There is a room in which a remarkable online conversation is going on with thinkers and poets in China. A streaming system is in place and we are having these interviews and conversations with folks in China who have read translations of our poems and while it does not feel like it, we are told that thousands are viewing the stream in China. This strikes me as uncanny. I am not sure what I have said. I read a poem by a man whose pen name is Cricket. It is a fine poem. It is a poem that reminds me of something I heard when I was in Hong Kong: that there exists a fascinating genius of transformation in China that makes ancestral worship secular and non-mystical. It must be by fiat.  It is also by faith. If we believe that they live among us, as so many in Africa and around the world do, then we are actually engaged in reality. I have not stopped thinking about this.

and:

And here is where I can end in praise of poetry festivals like this one. When poets make their personal lists, and especially if they have had a chance to attend such festivals, their lists may not be myopic, limited by geographies and cultures, but may at last begin to engage writers from around the world. For my part, after this week, Roland Jooris, Liu Waitong, Ester Naomi Perquin, Mustafa Stitou, and Yang Lian will occupy my interest for a while. Not bad, not bad at all.

The International PoetrySync Festival

from Canaan Morse at Paper Republic:

Chuothe international poets sat down one by one with Yang Lian, or Liao Weitang, or Qin Xiaoyu in front of a Skype-connected computer to read their poetry and the Chinese poets’ poetry, and to interact with a faceless, presumably multitudinous online audience. Interpreters and questioners were everywhere; back in a half-lit meeting room in the top floor of a building on the Third Ring Road, a team of ants, armed with laptops, scrambled to turn Chinese into English, English into Chinese, send all of it over QQ to everybody else, then post it to a Tencent microblog stream on which audience members could pose questions to the poets.
Who came? Kwame Dawes, from the Caribbean; James Byrne, British poet and editor of The Wolf; Canadian poet Ken Babstock; Ukrainian-American poet Ilya Kaminsky; Syrian poet Adonis; and several others whom I would name in full, but the site’s server has stopped responding.

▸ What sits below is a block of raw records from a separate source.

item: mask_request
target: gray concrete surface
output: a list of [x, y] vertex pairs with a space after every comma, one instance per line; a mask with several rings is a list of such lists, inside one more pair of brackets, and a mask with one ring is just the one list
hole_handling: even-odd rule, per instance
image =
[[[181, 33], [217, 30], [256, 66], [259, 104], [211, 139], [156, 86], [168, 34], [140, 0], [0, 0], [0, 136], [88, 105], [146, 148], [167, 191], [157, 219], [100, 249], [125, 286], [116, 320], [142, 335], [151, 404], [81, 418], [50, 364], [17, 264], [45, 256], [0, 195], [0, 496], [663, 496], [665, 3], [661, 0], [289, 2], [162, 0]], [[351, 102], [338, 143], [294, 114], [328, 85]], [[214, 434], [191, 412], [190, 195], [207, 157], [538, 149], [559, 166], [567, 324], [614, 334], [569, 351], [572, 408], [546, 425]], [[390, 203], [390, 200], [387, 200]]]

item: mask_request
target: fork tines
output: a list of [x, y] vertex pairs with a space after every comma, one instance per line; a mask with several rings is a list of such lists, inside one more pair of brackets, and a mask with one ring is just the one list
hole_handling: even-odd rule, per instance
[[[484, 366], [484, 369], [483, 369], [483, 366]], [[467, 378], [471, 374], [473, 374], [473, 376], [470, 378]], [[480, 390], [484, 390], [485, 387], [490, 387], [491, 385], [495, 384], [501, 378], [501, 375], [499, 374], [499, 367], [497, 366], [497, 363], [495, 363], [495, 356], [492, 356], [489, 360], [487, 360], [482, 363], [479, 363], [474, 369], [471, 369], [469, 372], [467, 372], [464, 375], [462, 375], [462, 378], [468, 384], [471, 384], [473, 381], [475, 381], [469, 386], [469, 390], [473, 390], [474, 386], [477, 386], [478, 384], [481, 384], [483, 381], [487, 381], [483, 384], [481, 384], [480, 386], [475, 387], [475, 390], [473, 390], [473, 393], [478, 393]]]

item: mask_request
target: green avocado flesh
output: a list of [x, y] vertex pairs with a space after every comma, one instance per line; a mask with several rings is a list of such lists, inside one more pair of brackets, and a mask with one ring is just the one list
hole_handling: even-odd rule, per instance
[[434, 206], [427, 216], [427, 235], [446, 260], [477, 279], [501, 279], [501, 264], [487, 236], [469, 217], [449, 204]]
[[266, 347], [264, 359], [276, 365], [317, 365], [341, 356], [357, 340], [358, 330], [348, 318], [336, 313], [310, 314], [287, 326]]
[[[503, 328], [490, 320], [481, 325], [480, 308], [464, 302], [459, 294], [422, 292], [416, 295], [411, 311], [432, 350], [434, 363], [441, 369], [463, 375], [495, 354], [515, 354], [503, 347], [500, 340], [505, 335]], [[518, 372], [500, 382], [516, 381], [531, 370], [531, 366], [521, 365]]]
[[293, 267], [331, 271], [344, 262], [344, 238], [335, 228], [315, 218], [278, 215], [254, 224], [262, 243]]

They were all well-known, well-published poets and editors, and if the medium of their correspondence, which required stop-and-start maintenance along with as many as three translators (in the case of Adonis, who spoke in French, and therefore had to be translated from French to Dutch, to English, to Chinese), hadn’t been such an obstacle, they might have been able to engage in some truly meaningful discussion. Tang Xiaodu moderated the event on the Beijing side, while Yang Lian moderated most of the event on theirs — and “moderate” may itself be too moderate a description, as a lack of audience questions early on prompted YL to take on the interpreter’s and moderator’s mantles himself, which resulted both in interesting leads and a lot of distracting hand-waving.